Levenson v. Feuer

803 N.E.2d 341, 60 Mass. App. Ct. 428
CourtMassachusetts Appeals Court
DecidedFebruary 12, 2004
DocketNos. 01-P-1364 & 02-P-1275
StatusPublished
Cited by5 cases

This text of 803 N.E.2d 341 (Levenson v. Feuer) is published on Counsel Stack Legal Research, covering Massachusetts Appeals Court primary law. Counsel Stack provides free access to over 12 million legal documents including statutes, case law, regulations, and constitutions.

Bluebook
Levenson v. Feuer, 803 N.E.2d 341, 60 Mass. App. Ct. 428 (Mass. Ct. App. 2004).

Opinion

Duffly, J.

When Alvan E. Levenson (Levenson) failed to execute certain documents in connection with the financing of a lump sum alimony payment he had agreed to pay his wife when they divorced, he was found in contempt by a judge of the Probate and Family Court and a special master was appointed [430]*430to sign the documents — a promissory note, mortgages, and deeds — in Levenson’s stead. Levenson did not appeal from the contempt judgment. Two years later, on November 21, 1995, he filed in Probate Court a complaint for declaratory judgment, seeking rescission of the documents the master had executed pursuant to the contempt judgment and a declaration that (a) the contempt action was premature; and (b) he had the option to finance his alimony obligation through a financial arrangement with his wife more favorable than the transaction the judge had ordered in the contempt judgment. The Probate Court judge declared the promissory note, mortgages, and deeds null and void, ordered Levenson to execute new loan instruments with reformed terms, and ordered the wife’s attorney’s firm, Kassler & Feuer, P.C., and Curt R. Feuer, an attorney in the firm who had procured the financing for Levenson, to pay Levenson’s attorney’s fees for the declaratory judgment action. A second Probate Court judge reserved and reported to this court the question of the firm’s liability for fees, as the firm was not a party to the declaratory judgment action. The defendants in the Probate Court action appealed from the judgment nullifying the loan documents. Mr. Feuer and the firm as intervener appealed from the order to pay Levenson’s attorney’s fees.

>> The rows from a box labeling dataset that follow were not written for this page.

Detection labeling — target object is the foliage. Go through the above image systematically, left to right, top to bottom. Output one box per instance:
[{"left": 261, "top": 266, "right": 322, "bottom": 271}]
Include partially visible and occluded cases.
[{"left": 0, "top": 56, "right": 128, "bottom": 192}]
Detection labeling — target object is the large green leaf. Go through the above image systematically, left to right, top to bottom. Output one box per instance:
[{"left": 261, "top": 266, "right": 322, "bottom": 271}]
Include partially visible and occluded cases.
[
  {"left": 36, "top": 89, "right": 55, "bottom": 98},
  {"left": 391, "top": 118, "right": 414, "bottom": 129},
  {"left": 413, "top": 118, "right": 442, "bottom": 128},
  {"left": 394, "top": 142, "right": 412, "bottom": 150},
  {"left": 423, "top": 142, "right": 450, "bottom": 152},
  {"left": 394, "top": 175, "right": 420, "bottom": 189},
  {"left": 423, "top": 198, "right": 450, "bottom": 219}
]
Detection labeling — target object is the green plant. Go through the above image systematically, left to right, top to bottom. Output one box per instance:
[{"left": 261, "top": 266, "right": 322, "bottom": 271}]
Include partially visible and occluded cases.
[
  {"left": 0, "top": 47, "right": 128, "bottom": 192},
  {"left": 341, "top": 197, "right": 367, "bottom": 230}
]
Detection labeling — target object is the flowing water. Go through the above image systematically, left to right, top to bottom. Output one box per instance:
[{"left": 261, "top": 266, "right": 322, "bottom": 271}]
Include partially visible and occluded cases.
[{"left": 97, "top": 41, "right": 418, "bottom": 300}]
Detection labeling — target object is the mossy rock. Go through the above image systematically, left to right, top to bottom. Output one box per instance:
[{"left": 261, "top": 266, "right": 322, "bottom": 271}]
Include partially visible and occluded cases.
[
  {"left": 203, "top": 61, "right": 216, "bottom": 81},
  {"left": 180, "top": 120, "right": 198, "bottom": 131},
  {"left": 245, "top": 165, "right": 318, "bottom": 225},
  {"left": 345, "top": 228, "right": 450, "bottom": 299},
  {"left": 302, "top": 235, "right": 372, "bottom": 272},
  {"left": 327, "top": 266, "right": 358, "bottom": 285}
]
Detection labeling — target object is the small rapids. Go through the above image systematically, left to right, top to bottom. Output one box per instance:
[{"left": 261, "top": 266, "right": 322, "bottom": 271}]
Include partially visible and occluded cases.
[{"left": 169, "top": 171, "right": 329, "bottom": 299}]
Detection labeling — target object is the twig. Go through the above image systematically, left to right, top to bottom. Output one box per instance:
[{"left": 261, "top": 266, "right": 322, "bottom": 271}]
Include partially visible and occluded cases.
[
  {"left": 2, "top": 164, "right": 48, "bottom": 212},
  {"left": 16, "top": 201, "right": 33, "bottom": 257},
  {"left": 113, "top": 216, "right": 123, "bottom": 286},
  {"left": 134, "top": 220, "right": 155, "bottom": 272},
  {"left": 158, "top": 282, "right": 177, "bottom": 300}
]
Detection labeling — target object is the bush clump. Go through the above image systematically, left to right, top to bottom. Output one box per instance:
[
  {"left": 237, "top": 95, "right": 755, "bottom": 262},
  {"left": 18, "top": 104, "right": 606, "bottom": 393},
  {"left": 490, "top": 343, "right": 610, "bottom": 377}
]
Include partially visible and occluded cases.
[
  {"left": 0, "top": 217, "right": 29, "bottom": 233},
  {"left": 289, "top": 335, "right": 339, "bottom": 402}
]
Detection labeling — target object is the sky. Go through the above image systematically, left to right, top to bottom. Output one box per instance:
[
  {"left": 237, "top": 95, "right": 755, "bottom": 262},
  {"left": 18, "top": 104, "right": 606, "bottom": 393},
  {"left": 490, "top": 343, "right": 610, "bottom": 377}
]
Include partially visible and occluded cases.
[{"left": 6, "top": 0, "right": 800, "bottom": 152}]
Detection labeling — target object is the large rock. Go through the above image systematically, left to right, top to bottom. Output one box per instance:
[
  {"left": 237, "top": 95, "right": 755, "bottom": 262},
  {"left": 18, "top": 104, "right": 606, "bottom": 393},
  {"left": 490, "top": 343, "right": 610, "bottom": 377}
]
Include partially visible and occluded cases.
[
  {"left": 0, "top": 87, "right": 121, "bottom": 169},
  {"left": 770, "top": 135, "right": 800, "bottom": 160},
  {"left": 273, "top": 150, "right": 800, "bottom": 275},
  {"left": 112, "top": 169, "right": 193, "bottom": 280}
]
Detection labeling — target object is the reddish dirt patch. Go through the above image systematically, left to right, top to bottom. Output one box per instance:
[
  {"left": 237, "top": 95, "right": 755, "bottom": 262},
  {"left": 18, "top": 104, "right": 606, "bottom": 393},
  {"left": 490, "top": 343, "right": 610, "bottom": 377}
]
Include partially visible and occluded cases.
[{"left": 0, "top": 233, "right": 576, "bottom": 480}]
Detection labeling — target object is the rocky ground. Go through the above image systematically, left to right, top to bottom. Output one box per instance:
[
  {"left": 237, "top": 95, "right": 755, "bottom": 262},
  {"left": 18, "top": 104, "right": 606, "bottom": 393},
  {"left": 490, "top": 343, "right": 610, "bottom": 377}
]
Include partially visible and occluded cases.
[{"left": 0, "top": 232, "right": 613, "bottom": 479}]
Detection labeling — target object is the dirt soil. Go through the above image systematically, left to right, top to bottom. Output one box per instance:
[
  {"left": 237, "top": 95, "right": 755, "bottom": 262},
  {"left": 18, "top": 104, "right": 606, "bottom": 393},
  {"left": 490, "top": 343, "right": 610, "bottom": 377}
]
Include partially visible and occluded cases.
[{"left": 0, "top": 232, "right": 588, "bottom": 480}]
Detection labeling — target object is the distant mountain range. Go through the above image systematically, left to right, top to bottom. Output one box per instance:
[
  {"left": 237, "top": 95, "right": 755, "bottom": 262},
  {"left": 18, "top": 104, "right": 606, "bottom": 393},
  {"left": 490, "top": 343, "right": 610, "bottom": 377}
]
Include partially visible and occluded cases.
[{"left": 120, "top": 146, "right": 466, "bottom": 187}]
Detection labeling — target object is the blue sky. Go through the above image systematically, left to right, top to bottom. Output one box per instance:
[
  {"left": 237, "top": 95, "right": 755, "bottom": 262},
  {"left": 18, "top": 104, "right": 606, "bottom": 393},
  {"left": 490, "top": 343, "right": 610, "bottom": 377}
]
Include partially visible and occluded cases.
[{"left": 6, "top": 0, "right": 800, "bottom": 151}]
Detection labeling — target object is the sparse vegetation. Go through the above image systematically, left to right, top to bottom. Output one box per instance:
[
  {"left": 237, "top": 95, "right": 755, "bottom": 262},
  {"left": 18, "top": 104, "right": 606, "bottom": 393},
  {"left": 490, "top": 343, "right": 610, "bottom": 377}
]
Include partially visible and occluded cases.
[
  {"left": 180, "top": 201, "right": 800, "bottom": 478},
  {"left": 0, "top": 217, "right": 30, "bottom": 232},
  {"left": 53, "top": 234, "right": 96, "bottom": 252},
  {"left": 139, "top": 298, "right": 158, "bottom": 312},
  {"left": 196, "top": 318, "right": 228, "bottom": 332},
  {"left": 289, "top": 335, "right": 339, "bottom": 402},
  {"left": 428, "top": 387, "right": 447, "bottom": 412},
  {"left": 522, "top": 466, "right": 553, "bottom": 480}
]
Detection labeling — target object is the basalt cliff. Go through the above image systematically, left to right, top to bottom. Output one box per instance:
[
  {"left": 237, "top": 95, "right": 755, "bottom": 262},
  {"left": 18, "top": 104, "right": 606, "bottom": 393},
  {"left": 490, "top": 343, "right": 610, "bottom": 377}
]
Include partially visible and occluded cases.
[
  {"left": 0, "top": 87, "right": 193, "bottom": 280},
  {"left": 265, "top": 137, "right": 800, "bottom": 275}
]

During the pendency of the Probate Court action, Levenson filed a complaint in Superior Court, setting forth numerous claims4 arising generally from the same circumstances. He named the same defendants and, in addition, Kassler & Feuer, PC., and two of its partners, Haskell A. Kassler and Roy A. Cramer. Following a bench trial in Superior Court, judgment entered for the defendants dismissing all counts. Levenson appealed.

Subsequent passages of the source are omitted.